A direção da Saúde Pública em Bucareste

 

Resumo:

“Trabalho por turnos” é considerado como fator de risco para manifestações clínicas, doenças crônicas e acidentes, sem a necessidade de uma entidade patológica profissional definido como o ponto final (ponto final). O autor informa sobre as abordagens recentes para o médico-científico e os resultados comunicados aos temas de investigação e vigilância epidemiológica para a profilaxia individualizada e prevenção ocupacional, com os modernos meios, organizacionais, tecnológicos, terapêutico.
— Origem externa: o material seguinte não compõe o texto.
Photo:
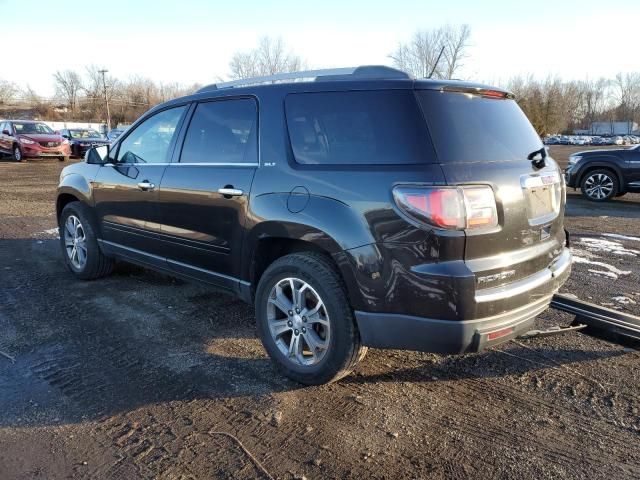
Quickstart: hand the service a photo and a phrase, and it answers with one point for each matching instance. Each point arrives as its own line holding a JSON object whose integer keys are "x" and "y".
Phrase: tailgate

Palavras-chave: mudança de local de trabalho, riscos ocupacionais, doenças crônicas

Resumo:

Trabalho em turnos é considerado um fator de risco para o clínico e funcional de distúrbios, doenças crônicas e acidentes, sem ter um profissional entidade patológica definida como um ponto de extremidade. O autor informa sobre o médico recente e abordagens científicas e comunicados os resultados de ampla pesquisa e inquéritos epidemiológicos temas para individualizada profilaxia ocupacional e de prevenção com o moderno, organizacional, tecnológica, recursos terapêuticos.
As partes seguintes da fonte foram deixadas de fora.